Beyond Google: Where Pirates Actually Live

Most creators start (and stop) with Google. But search engine delisting only removes the discovery path— the pirated files are still live on the hosting platform. Here's where course piracy actually happens:
- Telegram groups — the #1 distribution channel for pirated courses. Groups with 10,000+ members sharing download links are common. Telegram does process DMCA notices, but the process is slow and the groups often reappear.
- Discord servers — private servers with invite-only access make detection harder. Look for your course name on Discord server listing sites.
- File hosts (Mega, MediaFire, Google Drive) — the actual storage layer. Taking down the file host link is often more impactful than the listing page.
- Torrent sites— decentralized, so there's no single server to target. But you can get the listing pages removed and the torrent files delisted from search.
- Piracy marketplaces — sites that resell stolen courses at steep discounts. Some accept payments through mainstream processors, which opens up another enforcement angle.
Effective enforcement means hitting every layer — the search engine listing, the sharing platform, and the file host. Taking down just one still leaves two active distribution channels.
When DIY Isn't Enough
Filing your own DMCA takedowns works for isolated incidents. But if your course is popular enough to attract sustained piracy, the math changes quickly:
- You're spending hours every week searching for new uploads instead of creating content.
- Pirates re-upload faster than you can file — especially on Telegram and torrent sites.
- You hit platforms you've never dealt with, each with different procedures and response times.
- Counter-notices start coming in, and you're not sure how to respond without legal risk.
This is where professional anti-piracy services earn their keep. A good service handles the monitoring, filing, follow-up, and counter-notice defense — and they have established relationships with platform abuse teams that dramatically improve response times.

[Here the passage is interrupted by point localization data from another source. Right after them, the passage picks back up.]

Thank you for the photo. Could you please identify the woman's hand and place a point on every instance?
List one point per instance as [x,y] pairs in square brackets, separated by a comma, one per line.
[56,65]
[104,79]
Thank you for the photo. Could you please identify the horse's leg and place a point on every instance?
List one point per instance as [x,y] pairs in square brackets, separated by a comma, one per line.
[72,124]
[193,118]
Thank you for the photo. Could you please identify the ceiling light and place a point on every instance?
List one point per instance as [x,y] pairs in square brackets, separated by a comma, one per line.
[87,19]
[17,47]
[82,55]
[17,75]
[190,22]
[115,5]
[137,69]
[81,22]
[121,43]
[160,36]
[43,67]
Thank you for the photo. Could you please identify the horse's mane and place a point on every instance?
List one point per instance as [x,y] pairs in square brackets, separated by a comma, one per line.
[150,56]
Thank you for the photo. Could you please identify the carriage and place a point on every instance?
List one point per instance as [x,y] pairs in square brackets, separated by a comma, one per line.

The key things to look for in a service: coverage depth (do they go beyond Google?), pricing transparency (flat monthly fee vs. per-takedown billing), and actual follow-through (do they monitor for re-uploads, or just fire-and-forget?).
Key Takeaways
- The DMCA gives you real legal teeth — but only if your notices are complete and properly formatted.
- Piracy doesn't live on Google alone. Telegram, Discord, torrents, and file hosts are where the actual sharing happens.
- A single takedown is a speed bump. Sustained enforcement — monitoring, filing, following up — is what actually protects your revenue.
- Don't forget Yandex and DuckDuckGo. Most anti-piracy services skip them, and pirates know it.
- When DIY stops scaling, a professional service pays for itself by freeing your time and improving takedown success rates.